Fiction logo

An Unexpected Case of Thalassophobia

When railings are the solution

By R. J. RaniPublished 4 months ago Updated 4 months ago 11 min read
Midjourney Bot + R J Rani

I pick up the phone without bothering to look at the number.


“Martin, lad, is that you?”

“Yeah,” I croak. It's far too early. I'm not yet fully awake and unsure that I want to be. “Who’s this?”

“It’s Carson from next door.”

“Oh, hi, Mr. Carson,” I say, clearing my throat and reluctantly swinging my feet out from under the warm blanket onto the floor. “What, uh, is everything alright?”

“Listen, lad, sorry I’m calling you out of the blue like this,” he says. I glance over at the alarm clock — 11:52 am. I groan and place my head in my free hand. It isn’t early or even morning anymore. Miranda’s going to be mad that I haven’t started on the laundry yet.

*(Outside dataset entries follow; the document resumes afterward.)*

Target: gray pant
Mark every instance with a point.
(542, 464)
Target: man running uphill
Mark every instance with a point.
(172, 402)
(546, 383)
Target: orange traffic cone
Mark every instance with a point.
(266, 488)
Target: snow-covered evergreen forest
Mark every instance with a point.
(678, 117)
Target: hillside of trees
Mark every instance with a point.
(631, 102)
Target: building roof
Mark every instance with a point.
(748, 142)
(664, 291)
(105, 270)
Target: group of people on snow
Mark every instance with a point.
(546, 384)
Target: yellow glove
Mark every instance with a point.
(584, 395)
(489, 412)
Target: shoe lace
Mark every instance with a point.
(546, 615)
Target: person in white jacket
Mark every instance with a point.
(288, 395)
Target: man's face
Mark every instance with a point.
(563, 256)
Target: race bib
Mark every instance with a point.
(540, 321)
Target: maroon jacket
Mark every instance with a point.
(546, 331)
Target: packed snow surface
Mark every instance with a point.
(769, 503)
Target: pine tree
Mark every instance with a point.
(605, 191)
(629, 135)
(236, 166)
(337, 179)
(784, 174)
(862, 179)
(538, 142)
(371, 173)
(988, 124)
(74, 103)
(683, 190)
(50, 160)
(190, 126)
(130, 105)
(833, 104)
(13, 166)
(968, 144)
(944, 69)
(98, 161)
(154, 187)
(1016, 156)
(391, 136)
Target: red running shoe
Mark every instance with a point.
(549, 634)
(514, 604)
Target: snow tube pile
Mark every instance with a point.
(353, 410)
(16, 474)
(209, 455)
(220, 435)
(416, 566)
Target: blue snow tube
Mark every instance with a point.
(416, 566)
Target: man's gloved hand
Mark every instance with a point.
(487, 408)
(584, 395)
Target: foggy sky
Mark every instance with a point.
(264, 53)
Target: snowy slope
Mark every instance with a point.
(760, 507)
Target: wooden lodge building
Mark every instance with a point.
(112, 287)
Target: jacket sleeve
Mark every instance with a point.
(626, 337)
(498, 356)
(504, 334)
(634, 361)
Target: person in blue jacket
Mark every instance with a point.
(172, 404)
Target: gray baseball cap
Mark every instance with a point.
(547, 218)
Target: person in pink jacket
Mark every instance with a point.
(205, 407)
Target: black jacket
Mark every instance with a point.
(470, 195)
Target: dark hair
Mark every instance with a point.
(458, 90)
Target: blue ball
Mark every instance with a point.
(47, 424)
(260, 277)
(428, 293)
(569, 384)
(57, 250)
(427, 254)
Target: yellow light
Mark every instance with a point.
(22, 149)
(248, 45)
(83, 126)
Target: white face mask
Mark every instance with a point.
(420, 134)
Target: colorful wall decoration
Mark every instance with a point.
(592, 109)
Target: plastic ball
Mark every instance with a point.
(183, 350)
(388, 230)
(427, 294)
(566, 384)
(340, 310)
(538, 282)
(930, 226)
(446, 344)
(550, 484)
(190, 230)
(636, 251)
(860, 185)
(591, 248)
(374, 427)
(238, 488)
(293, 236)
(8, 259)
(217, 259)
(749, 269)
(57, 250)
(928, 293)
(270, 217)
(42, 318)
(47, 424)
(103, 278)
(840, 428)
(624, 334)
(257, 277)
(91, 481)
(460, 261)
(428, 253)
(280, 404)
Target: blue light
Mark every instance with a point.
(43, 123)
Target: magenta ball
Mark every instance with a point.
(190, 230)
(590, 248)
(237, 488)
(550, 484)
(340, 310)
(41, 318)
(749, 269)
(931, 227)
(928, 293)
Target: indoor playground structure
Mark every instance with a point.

“So, think you’ll be able to take me there?” Shoot. I’d zoned out and forgotten I was on the phone with Mr. Carson. “It isn't too far from here,” he continues, a bit softer when he doesn’t hear me respond.

“Yeah, sure, Mr. Carson, no problem.” I hear myself saying before I can think about it. What had he said?

“Great. I’ll see you at 4:15 this afternoon then!” The excitement in his voice reminds me of my seven-year-old who, just last night, had told me all about the life cycle of monarch butterflies while jumping around the living room.

“Wait, did you say this afternoon, Mr. Carson?” I ask, one hand cradling the phone to my ear as I pull on my pants with the other.

“Yes, lad, is that still going to work for you?”

I wanted to say no. There was so much to do - I had to start laundry, pick up the kids, help them with homework, sort out dinner, and get them ready for bed so Miranda could have some “time to herself.” She’d been nagging me about it for weeks. But the thought of crushing that sense of hope in his voice made me feel bad.

“Sure, Mr. Carson. I’ll see you at 4:15 on the dot.”


It’s just after 4:05, and Miranda’s accusing eyes follow me as I head toward the garage door. Spaghetti sauce clings to the front of her blouse and the ends of her ponytail. Our two-year-old is perched on her hip, nibbling on a handful of pasta.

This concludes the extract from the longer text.